Depends on the guitar, or more specifically on the bridge. On a whammy guitar I float and only sometimes anchor pinky. My main guitar is a stopped tailpiece/bridge and muting id majorly important to me on it so I anchor my palm on that bridge.
Funny thing is - I never even paid attn to myself until I saw this post. So... I had to do an analysis. It seems that when I finger pick acoustic guitars, I rest my fingers as you say. But when I'm playing my Tele or Strat, I don't. So... I guess I'm all messed up! LOL!!!
Was going to answer, but you nailed it.
Wes Montgomery had about the weirdest right hand technique imaginable- he did amazing things with it, but it's probably not a great example to follow. And since he neither fingerpicked nor flatpicked, outside of what most people are trying to do. Wouldn't try to imitate Django either, since he didn't have any fingers.
Wes also used his thumb for most of his playing and didn't mute. That's why he used his pinky. As far as technique goes I'll stay with the old adage "less is more"
I anchor. Freakin' banjo habit. Wish I didn't.
I guess I don't have a "technique", I do whatever works or feels right to me, but then I haven't had many lessons.
I do know that of the few replies I read I do the opposite, if I use my pinky it's during flat picking, never use it when finger picking, you're robbing yourself of a finger!!!
I use palm or forearm when finger picking.
I either rest the edge of my palm on the bridge or I don’t.
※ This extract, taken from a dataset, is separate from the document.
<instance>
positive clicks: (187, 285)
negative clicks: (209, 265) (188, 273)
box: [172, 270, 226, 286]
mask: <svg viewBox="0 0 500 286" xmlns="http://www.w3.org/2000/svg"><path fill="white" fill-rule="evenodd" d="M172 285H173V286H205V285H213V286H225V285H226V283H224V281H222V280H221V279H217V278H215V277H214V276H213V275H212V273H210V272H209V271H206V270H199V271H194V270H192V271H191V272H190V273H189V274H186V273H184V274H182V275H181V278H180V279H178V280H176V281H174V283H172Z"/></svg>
I think I’ve tried the pinky/ring finger resting but never found it worked for me.
actually a lot of the Wes stuff translates well to EJ/shred style where you only sweep down. the way he did descents is sometimes ass backwards for most of us as far as economy of motion, but the ascent lines are all solid moves. I think the way he organized his phrasing around the limitation is a big part of his sound (rather than how some people just focus on the thumb).
If I'm playing lead lines I am mostly doing a gentle palm mute on the bass strings, which is kind of an anchor. I do a lot of hybrid picked stuff, which doesn't really let you anchor a pinkie, and these days I have fun by picking up around the neck pickup or way down by the saddles for fun effects. So, I don't think I do much of any pinkie anchoring at all.
jm with bridge cover, i lock onto the bridge pup palming down on cover
telecasters, i lock onto the bridge covers
strat i find myself dragging my nails on the pickguard
have a jag that i find myself with no where to put my hand (stop bar) blacktop, so i just strum along with that one.
have one tele i love to play in short bursts because i don't know where to put my hand - bridge humbucker, wonderful guitar just strange ergonomics to me, wish i had been blessed with someone to teach me how to play correctly - oh well, such is life.
I anchor with my pinky to the extent that it's developed a knot at the first knuckle. How meta is this pic?
I sometimes anchor with my pinky.
This is the only way to do it.
If you try another way, you are wrong.
As long as you know where your fingers are to the strings I don't think it matters how you do it.